Este tercero no visible, interviene unificando una imagen fragmentada. Pero este mecanismo puede fallar. La identidad entre cuerpo e imagen se rompe cuando Nina se trate de encontrar en el reflejo y aparezcan las llagas en su espalda. El desacuerdo entre la imagen y el ideal surge como un espacio de sufrimiento. En su relación con Lily, no es propiamente una rivalidad narcisista lo que vive Nina, en ella no a hay atisbo de inflación del ego. La cuestión tiene otro cariz que va más allá del imaginario. Es una verdadera persecución, una amenaza de destrucción de la identificación que sustenta su identidad de cisne reina. La aniquilación del otro es la única salida. Alucina que mata a Lily cuando se apuñale a sí misma con una esquirla de un espejo roto. Su muerte no se trata de un suicidio. Nina ilustra lo que el sujeto psicótico hace cuando lo simbólico falla en separar al sujeto del goce: se rasga la piel, se corta con tijeras, hace marcas en su cuerpo equivalentes a la castración que no se efectuó en ella, y por último, se mata. En el cierre del filme, como pasaba en el anterior, no hay lamento ni atisbo de fracaso. El universo reglado bajo los focos ha triunfado sobre el caos oscuro y anónimo de la vida.
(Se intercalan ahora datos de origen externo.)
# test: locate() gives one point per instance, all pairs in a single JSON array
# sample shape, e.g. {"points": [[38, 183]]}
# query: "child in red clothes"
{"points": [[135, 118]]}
Nina al fin, ha muerto por y en la belleza.
Conclusión
La obra de Aronofsky, apenas cinco títulos hasta el próximo estreno de Noé, puede leerse como la búsqueda de una cifra que resuelva la problemática realidad del deseo, el conflicto que se dirime entre el yo ideal y el ideal del yo. Entre la imagen narcisista total de perfección y las exigencias brutales, en ocasiones, inasumibles por el sujeto, que la realidad impone. Algo que se ilustraba perfectamente en la incapacidad de Sara para entrar en el vestido rojo con el que hubiera deseado asistir al concurso televisivo. Las estrategias textuales de Aronofsky se alejan del pastiche y la ironía típicamente posmodernos, para restablecer a través de un discurso fílmico proteico, dubitativo en ocasiones, alejado de certezas y que necesariamente muestra sus costuras, la conexión con un diálogo que se encara a nuestros demonios más íntimos. La búsqueda de referentes simbólicos que permita ligarlos a un sentido y reducir la incertidumbre, aparece como una empresa ciclópea. Asumiendo que se trata de la crónica de un fracaso anunciado, el nudo gordiano que configura la existencia humana sólo puede ser cortado.